The Voynich Ninja
Sequential word repetitions in the VMS - Printable Version

+- The Voynich Ninja (https://www.voynich.ninja)
+-- Forum: Voynich Research (https://www.voynich.ninja/forum-27.html)
+--- Forum: Analysis of the text (https://www.voynich.ninja/forum-41.html)
+--- Thread: Sequential word repetitions in the VMS (/thread-61.html)

Pages: 1 2 3 4 5 6 7 8 9 10 11 12 13 14 15 16 17 18 19


RE: Sequential word repetitions in the VMS - -Job- - 01-02-2016

(20-08-2015, 08:28 AM)david Wrote: You are not allowed to view links. Register or Login to view.
Quote:Is not the repetition issue too exaggerated?

I think the issue is not direct repetition, but rather many similar words repeated, as in Timms pairs and [ah-hem] Jackson sequences, which are not features of written languages.

I remember a while ago stumbling across a translation of an Egyptian religious text and it was incredibly repetitious.

In general, religious texts do seem to be more redundant (i'm sure there is a reason for this) e.g.:

Quote:God said, “Let there be light,” and there was light. 4 God saw the light, and saw that it was good. God divided the light from the darkness. 5 God called the light “day”, and the darkness he called “night”

It's hard to quantify, but in some sections the Voynich appears to exceed even that.

Some of the redundancy is simply a result of Stolfi's crust-mantle-core structure - lots of common word prefixes/suffixes.

I have a plot which highlights words according to the amount of information bits they carry (given by log_2 of the word's respective probability):
You are not allowed to view links. Register or Login to view.


The yellow areas contain the least amount of information - i would say that's where the VM's reputation for repetitiousness comes from.


RE: Sequential word repetitions in the VMS - davidjackson - 03-02-2016

Interesting feature of your site Job


RE: Sequential word repetitions in the VMS - Torsten - 04-02-2016

I have recently published a paper about this subject: "Co-Occurrence Patterns in the Voynich Manuscript"
Available via You are not allowed to view links. Register or Login to view.

Two important differences were found between the VMS and natural language. First, the same and similar words were used near to each other in the VMS text, whereas in in natural languages it is avoided to use the same or similar words in a row.  Second, the level of context dependency for the VMS text is more comprehensive since the same, and also similar, words were used near to each other.

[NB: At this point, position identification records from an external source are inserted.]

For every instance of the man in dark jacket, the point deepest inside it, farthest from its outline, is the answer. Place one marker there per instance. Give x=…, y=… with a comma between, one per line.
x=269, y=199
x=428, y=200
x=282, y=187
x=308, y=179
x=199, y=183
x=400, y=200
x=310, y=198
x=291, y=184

RE: Sequential word repetitions in the VMS - crezac - 04-02-2016

Quite a bit of the discussion on this topic centers on whether word repetition reduces information content, means we aren't dealing with a natural language, blah blah blah, etc. etc. etc.  Those last two weren't comments on the nature of the discourse here, but examples of natural language English that repeats, carries meaning beyond what the phonemes do alone and isn't used in the kind of formal manuscript some people seem to be assuming VMS represents.  There is no reason to assume VMS is anything comparable to a document being prepared for publication. It could just as easily be lab notes, a spell book, someone's homework or some other type of practice text -- all of which you'd expect to find repetition in.

I think it's a safe assumption that whoever wrote it wanted to be able to get as much information out of it when he or she read it as there was put into it when it was written.  That's really just a definition of writing, but that's what we're working with here.  

Also safe, but not as safe, is the assumption that some of what is written represents nouns.  We can express things with repetition of nouns that are culturally significant in English. (Emphasis and disgust: crap, crap, crap, crap, crap or abstract references: Six Six Six or urgent demands: More More More)  As we add more parts of speech and grammar repetition still has roles to play, but our assumptions become reasonable rather than safe.  Or possibly reasonably safe. Shy

When we start getting into syntax and semantics, given that we aren't even that sure of the character set, our assumptions are recognizably assumptions and eventually we're going to be asked to provide a basis for them.  So basing them on preconceptions or the fact that lots of other people make the same assumptions might not be the best starting point.  We should at least try to have more than one set of assumptions so we have a fallback position.
 
The herbal section, recipes section, astronomy section, and so on are useful ways of organizing the manuscript for discussion, but they are all distinctions made on pictures rather than any analysis of the text.  So when we start trying to guess which words we will find where in the text based on something like word frequency, things get crazy.  I don't actually believe in reasonably crazy, so I can't qualify this one.
 
But that's another thread; where I'm going with this one is that on most of the levels of looking at VMS, I don't see word repetition or character repetition as a problem; especially if there isn't more of it than we see in English, Latin or whatever languages we want to translate Voynichese into. Maybe rather than considering if we have too much repetition we should consider where natural languages allow and/or require it.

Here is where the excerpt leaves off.